I have made steps to map out the island, though some areas remain impassable for the time being. The island is no coral atoll, as I thought when I first arrived, but a volcanic isle dominated by a cinder cone at the extreme end of the island. It has a source of fresh water, which I have yet to locate due to the nature of the jungle.

Ah, the jungle. If I could wax poetic for a moment, such a marvel has until now existed only in my dreams. What I took for tropical hardwood became the stipe of yet another fungal variety. Yes, my new home had mushrooms larger than anything recorded elsewhere. I must admit to hugging one in my fervor. The stipe gave off a slightly malty smell I found delightful. The “vines” that I’ve seen hanging from the canopy are simply above-ground mycelia, strong enough to be made into rope (a property I’ve used to my advantage in attempting more difficult areas)

I will not be so brash as to say all aspects of fungal life are so joyful. The fish that swim in the freshets are covered with a mold that makes them appear furred. While the mold makes them sluggish and easier to catch, it gives them a most unpleasant taste. I take my risks fishing off the reef, though I find more success prying bivalves from the rocks as the sea life prefers to give the island a healthy berth. I assume the fungi itself is stopped by the barrier of the seawater, hence why you don’t see giant mushrooms anywhere else.

Entry 3

Had some interesting run-ins with the local fungi in the preceding weeks. The first was a batch of what I took for ripe fruit on the sole plant on the island: a bush situated ⅓ the height of a seaside cliff. I thought the height and the surrounding stone gave it separation enough that it would be safe from fungal interference, forgetting of course that spores rise. I plucked the fruit while hanging from a woven mycelia cradle and performed the tests for vetting edibility. I found them not only edible, but quite alluring. After consuming three or so, I found my balance off and my temper uneven. What happened is something I have only been able to surmise after the fact: the ripe fruit were in fact infected by fungi that fermented the juices within the fruit. A benign enough lesson, with a steep cost the next morning (such a headache I have never had.) A regrettable loss, for although I enjoy the flesh of a roasted tree-stipe, I do miss the taste of fresh fruit(to say nothing of the dangers of scurvy.)

I observed a faction of the local fauna who makes use of the fungi as well as I do: a small violet octopus who reached out of the water to grasp a patch of mushrooms that hung over the water.
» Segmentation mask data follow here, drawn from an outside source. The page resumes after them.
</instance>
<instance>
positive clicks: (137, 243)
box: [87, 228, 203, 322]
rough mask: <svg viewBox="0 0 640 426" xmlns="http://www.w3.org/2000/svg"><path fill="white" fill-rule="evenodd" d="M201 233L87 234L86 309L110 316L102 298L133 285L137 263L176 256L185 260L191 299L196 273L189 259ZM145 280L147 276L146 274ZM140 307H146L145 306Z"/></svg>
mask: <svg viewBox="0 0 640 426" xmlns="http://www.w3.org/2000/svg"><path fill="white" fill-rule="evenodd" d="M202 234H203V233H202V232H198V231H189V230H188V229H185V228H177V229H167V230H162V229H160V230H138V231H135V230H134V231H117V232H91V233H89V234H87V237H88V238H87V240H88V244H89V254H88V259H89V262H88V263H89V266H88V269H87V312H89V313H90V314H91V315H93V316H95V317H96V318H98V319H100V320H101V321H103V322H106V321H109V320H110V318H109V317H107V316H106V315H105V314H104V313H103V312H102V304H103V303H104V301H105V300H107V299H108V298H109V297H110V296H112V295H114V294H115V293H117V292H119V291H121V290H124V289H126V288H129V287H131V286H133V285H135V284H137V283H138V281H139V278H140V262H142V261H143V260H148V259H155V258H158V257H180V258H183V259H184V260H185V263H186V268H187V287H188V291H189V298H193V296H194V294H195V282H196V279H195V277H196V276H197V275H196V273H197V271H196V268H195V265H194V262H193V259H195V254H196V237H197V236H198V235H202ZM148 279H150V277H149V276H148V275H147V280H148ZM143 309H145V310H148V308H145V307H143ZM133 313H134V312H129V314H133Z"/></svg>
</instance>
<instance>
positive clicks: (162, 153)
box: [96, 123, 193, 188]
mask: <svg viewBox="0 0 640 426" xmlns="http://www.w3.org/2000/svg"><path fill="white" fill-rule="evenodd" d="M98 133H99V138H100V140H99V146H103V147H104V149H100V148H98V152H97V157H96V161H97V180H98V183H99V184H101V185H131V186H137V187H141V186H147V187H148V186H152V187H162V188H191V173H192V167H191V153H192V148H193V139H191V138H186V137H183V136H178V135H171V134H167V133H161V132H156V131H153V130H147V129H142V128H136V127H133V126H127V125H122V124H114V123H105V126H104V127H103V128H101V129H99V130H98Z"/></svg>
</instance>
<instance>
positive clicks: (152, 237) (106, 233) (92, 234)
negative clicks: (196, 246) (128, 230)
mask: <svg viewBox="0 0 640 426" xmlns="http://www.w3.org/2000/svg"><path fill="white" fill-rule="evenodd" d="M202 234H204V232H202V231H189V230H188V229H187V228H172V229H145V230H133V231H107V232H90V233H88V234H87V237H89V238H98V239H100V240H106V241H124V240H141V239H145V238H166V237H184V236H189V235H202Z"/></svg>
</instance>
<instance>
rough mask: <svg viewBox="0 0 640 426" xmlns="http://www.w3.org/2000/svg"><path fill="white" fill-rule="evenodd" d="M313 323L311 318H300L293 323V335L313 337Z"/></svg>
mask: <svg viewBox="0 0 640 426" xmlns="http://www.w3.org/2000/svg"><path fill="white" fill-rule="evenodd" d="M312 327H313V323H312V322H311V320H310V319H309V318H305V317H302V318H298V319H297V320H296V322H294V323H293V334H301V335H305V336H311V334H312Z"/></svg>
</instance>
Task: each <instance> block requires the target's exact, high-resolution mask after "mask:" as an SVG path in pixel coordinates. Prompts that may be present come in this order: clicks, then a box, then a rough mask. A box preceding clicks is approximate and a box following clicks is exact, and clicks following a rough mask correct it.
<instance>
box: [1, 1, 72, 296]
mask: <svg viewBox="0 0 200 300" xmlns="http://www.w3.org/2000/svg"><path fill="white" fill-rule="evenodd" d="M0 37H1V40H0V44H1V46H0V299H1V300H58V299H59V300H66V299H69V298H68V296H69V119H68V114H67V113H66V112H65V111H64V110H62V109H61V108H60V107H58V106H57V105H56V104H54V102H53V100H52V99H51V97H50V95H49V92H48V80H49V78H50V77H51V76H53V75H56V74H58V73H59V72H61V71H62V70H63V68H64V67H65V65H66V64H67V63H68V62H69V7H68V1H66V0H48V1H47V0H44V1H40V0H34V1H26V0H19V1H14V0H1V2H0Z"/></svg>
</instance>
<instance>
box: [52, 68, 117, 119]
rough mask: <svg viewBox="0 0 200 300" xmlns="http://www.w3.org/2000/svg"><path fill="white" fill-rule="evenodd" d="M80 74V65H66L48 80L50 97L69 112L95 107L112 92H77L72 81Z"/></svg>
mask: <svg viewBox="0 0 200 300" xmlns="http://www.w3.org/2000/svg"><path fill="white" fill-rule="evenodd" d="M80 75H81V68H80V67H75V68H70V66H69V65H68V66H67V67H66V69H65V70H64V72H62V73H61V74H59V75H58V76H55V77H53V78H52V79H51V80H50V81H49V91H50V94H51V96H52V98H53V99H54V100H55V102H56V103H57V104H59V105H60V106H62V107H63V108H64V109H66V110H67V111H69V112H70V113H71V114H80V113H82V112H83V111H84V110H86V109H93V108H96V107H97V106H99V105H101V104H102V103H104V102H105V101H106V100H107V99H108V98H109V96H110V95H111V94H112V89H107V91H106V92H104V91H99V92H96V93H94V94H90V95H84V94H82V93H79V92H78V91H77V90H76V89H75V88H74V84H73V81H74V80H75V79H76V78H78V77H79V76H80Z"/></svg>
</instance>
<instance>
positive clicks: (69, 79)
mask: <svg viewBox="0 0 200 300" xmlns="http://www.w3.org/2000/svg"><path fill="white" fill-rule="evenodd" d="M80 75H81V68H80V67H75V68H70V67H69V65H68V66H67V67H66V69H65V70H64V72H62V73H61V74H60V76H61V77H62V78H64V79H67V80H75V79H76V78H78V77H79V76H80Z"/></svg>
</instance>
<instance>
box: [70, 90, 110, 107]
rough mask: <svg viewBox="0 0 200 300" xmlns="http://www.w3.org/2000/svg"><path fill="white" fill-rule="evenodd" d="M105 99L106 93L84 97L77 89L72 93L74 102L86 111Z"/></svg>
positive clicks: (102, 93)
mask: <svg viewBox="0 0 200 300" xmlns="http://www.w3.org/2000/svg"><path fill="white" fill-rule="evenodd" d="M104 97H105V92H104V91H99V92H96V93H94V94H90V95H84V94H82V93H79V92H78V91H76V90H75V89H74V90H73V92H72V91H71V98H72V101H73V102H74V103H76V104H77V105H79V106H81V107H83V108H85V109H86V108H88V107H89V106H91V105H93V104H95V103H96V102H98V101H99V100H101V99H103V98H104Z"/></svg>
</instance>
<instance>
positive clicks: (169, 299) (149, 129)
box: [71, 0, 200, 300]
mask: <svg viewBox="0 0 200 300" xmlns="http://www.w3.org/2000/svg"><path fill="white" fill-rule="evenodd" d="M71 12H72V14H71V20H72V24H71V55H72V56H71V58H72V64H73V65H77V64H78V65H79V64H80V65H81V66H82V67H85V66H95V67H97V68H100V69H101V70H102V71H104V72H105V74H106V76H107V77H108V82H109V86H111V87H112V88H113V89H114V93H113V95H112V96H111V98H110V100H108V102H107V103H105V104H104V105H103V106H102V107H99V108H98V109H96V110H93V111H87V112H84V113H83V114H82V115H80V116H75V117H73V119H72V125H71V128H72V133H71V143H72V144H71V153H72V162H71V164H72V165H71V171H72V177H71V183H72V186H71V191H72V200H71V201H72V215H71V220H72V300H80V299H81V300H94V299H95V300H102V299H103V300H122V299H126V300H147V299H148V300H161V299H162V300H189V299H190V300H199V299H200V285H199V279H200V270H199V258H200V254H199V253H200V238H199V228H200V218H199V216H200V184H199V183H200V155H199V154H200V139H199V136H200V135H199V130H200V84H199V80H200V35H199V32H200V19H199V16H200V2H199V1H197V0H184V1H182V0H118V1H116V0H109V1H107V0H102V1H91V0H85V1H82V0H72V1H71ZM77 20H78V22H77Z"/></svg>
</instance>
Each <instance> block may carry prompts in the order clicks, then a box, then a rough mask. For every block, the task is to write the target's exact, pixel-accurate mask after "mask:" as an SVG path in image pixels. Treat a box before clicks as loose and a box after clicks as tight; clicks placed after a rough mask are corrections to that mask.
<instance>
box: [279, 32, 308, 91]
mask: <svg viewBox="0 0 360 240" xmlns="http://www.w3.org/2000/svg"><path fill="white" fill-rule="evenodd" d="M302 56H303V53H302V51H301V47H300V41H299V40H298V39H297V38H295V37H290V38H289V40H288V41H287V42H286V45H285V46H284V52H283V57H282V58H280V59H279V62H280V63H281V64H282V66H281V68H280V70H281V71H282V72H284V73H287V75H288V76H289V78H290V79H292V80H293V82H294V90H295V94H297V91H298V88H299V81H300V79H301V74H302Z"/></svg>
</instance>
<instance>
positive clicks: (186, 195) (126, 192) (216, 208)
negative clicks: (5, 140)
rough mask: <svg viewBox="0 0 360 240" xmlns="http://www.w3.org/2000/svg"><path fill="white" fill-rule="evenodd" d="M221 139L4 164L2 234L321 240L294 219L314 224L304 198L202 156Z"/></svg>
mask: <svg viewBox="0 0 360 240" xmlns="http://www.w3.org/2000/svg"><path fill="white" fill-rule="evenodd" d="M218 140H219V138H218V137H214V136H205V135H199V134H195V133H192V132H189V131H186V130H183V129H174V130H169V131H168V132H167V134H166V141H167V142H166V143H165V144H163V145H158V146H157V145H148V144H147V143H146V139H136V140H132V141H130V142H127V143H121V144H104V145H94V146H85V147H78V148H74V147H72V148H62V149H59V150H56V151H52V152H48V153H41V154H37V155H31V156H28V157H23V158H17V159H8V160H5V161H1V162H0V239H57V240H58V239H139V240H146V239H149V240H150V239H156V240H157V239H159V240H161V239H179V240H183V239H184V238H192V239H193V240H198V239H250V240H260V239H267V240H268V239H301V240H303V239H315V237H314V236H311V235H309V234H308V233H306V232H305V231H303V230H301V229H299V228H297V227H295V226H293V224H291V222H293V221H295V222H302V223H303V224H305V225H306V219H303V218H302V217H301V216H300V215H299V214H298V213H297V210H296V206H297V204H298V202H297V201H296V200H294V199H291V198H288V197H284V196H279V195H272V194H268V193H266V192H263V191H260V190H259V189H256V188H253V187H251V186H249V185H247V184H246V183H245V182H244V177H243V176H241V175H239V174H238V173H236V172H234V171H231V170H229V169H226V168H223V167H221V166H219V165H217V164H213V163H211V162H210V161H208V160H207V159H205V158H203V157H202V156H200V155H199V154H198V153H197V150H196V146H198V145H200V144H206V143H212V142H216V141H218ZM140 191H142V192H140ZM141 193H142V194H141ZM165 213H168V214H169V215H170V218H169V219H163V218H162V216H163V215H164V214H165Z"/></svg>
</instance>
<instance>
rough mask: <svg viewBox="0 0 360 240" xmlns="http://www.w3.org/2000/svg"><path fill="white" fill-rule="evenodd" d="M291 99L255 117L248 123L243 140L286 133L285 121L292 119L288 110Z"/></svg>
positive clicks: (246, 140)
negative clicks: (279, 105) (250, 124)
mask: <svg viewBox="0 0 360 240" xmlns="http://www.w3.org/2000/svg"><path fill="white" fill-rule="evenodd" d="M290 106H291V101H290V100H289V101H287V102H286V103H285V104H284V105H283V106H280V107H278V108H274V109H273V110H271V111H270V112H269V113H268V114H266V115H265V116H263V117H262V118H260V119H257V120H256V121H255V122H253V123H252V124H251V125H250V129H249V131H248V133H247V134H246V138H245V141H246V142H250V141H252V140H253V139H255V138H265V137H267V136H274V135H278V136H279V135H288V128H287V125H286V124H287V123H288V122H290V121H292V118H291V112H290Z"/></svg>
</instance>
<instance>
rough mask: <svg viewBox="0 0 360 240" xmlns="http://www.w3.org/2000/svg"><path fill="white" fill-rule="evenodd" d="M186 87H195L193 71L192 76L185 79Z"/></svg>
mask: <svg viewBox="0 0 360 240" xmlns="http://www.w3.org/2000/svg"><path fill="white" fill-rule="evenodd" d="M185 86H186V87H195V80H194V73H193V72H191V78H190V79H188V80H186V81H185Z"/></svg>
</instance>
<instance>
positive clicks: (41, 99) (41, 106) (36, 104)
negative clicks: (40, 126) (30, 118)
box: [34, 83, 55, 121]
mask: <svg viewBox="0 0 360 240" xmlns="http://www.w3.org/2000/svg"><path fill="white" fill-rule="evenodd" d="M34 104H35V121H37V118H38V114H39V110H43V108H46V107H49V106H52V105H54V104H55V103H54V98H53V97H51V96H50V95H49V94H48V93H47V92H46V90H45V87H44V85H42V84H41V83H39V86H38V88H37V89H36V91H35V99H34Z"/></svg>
They gave off not spore dust but an inky liquid that hit the water and quickly dissipated. Within moments the nearby shellfish yawned open, leaving a feast for the conniving cephalopod. How it avoids the effects of the liquid itself is a mystery, but one I have all the time in the world to solve.

It was near the seashore that I also found the solution to another mystery. There was a circular formation of globular fungi that abutted the shore. They did not burst but simply swelled larger and larger until the wind unseated them from the ground. I had the good luck to be there on an occasion when one flew out to sea: the bulb hit the seawater and swelled many times its size while remaining buoyant. Here, finally, was the “iceberg” that the crew so desperately fought to avoid. I suppose this is the manner which the fungus attempts to spread, yet it is stymied by the saltwater that hems it in at all quarters. No other island is close enough, I suppose. Then my thoughts turned to the wreck of the Molly Haggard, and whether its flotsam was impregnated with the spores.

….I do not know that I care for the notion.

Entry 4

I have found footprints. Blast! I only wanted for a single year alone in this place before humanity invaded. Why can’t a man be left to his own devices?!

They start at one of the freshets and lead inland. The jungle is impenetrable that way, not even fire will thin their fungal ranks.

I have made up my mind. I will form a canoe from a tree-stipe and go around seaways.